Hi,
I am working on some programming projects for biology lab.I need help with extracting snp names from the file which contains snp names along with some quality information. One file x.txt has snp_name, but other file y.txt has Ilm_name.

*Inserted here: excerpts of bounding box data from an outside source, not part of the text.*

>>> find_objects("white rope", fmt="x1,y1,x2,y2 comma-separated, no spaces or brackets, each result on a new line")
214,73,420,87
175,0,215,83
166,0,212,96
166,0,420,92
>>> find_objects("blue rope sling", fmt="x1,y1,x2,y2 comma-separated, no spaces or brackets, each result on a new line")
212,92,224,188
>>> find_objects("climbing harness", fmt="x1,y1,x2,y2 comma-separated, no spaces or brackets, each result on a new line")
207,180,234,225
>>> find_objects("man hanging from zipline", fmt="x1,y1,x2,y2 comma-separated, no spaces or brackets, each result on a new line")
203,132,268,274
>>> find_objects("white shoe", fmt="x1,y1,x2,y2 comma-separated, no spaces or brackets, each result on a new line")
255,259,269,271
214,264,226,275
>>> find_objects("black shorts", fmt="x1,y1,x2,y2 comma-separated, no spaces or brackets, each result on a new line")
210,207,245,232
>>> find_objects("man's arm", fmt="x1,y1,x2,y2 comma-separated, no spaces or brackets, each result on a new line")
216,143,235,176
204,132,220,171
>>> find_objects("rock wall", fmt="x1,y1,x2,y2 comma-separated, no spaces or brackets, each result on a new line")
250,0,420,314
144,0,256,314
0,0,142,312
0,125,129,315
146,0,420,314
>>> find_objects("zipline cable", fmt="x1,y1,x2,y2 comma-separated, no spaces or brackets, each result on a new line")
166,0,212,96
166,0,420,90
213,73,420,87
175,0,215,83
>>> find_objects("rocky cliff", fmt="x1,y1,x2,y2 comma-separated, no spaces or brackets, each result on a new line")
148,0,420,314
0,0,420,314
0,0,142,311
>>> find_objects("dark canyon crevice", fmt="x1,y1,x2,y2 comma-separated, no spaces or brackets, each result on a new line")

However in y.txt ilm_name follows a pattern of [SnpName]-[0-9]_[A-Z]_[A-Z]_[0-9]. So how do i saperate out only snp name from this pattern?
x.txt:
snp_name
1:10002775-GA
1:100152282-CT
1:100154376-GA
1:100154844-CA
1:100155035-AC
1:100155084-CT
1:100316615-CAG-C
1:10032154-AC
1:100336041-TAGAC-T
1:100340360-CT
y_txt:
ilm_name
1:10002775-GA-0_T_F_2299176856 1 10002775 G + 0 0 0 0
1:100152282-CT-0_T_R_2299204377 1 100152282 G - 0 0 0 0
1:100154376-GA-0_B_R_2299204383 1 100154376 G + 0 0 0 0
1:100154844-CA-0_B_R_2299204393 1 100154844 C + 0 0 0 0
1:100155035-AC-0_T_F_2299204394 1 100155035 A + 0 0 0 0
1:100155084-CT-0_B_F_2299204396 1 100155084 G - 0 0 0 0
1:100182985-CA-0_T_F_2299204412 1 100182985 C + 0 0 0 0
1:100183042-AG-0_B_R_2299204415 1 100183042 A + 0 0 0 0
1:100316615-CAG-C-0_P_F_2304230872 1 100316615 AG + 0 0 0 0
1:10032154-AC-0_B_R_2299176859 1 10032154 A + 0 0 0 0
It would help if you format the content carefully with the button "101010"
I formatted the text block for readability. It's always advisable (to make everything clear) to also show an example of what you aim to obtain.